UBS’s $3.2 billion takeover of Credit Suisse was arranged quickly, with officials aiming to finalize the deal before markets open on Monday.
“With UBS’s acquisition of Credit Suisse, a solution has been found to ensure financial stability and protect the Swiss economy in this exceptional situation,” said the Swiss National Bank. said in a statement Sunday.

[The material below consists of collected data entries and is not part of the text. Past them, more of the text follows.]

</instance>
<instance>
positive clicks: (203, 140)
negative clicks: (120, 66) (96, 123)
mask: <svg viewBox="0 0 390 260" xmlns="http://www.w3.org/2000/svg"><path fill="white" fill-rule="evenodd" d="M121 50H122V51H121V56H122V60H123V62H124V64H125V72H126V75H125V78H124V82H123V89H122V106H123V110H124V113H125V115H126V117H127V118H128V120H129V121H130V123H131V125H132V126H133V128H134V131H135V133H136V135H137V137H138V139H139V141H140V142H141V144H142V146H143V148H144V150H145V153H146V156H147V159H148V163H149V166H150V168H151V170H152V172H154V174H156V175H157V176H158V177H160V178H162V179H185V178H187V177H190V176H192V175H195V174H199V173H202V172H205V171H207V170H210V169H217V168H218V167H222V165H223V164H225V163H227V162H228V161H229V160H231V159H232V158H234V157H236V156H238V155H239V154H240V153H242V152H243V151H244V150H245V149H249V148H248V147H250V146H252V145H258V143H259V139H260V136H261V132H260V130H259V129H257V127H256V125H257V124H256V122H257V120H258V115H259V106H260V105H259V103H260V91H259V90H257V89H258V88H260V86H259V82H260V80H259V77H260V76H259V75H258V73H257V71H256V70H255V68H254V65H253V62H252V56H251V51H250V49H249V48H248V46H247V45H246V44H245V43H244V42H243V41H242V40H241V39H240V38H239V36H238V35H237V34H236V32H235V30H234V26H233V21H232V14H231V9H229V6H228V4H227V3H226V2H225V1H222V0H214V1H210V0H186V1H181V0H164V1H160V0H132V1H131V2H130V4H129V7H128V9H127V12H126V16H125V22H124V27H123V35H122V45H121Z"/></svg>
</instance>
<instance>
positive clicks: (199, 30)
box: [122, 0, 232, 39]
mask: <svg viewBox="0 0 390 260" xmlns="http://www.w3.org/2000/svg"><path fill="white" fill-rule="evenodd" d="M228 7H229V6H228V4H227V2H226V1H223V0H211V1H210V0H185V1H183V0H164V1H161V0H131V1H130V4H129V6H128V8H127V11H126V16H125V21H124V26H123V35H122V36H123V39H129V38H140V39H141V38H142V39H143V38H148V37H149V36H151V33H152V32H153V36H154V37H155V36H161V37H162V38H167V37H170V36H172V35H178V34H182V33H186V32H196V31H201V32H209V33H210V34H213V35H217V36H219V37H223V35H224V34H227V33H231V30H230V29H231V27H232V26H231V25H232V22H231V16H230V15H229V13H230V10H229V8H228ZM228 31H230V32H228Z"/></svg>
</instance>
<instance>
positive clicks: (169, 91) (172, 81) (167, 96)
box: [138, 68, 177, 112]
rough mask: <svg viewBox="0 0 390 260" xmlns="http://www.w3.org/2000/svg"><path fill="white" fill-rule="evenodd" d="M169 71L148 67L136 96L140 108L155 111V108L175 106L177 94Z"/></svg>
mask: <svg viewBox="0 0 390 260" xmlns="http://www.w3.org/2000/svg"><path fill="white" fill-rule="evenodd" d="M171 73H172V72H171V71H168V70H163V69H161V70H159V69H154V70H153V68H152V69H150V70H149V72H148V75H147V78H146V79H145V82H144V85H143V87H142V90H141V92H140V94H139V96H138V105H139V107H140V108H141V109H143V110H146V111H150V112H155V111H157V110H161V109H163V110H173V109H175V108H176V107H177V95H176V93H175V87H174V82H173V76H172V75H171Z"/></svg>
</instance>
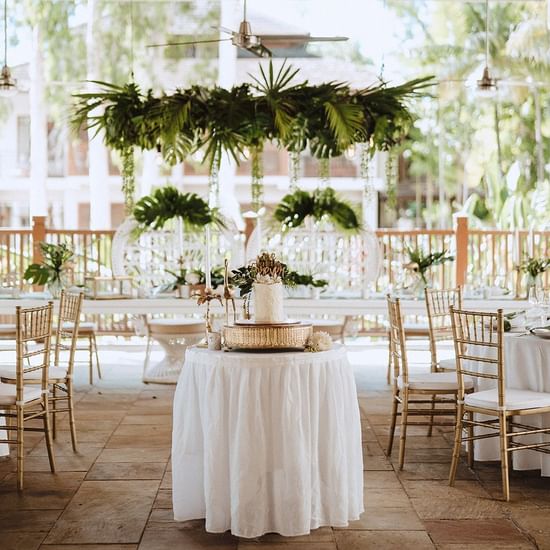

UBS could also receive up to $108 billion in loans from the Swiss National Bank, according to a statement.
The Credit Suisse acquisition comes at a time when banks have been rocked by financial sector uncertainty stemming from the historic collapse of Silicon Valley Bank in the United States earlier this month. After the California-based company went bankrupt, many other banks, including those in other countries, faced share price shocks as investors and depositors lost confidence in some midsize banks.
US authorities stepped in to back all uninsured deposits at Silicon Valley banks well beyond the $250,000 insurance guarantee provided by the Federal Deposit Insurance Corporation. But moves to boost consumer confidence haven’t completely stifled fears of a wider banking crisis.
Credit Suisse’s bankruptcy came after the Swiss National Bank offered a $54 billion lifeline last week. But that didn’t save the bank from lasting problems highlighted by the broader global banking problem, which has suffered losses that have worsened since his 2008 financial crisis last year. Recorded.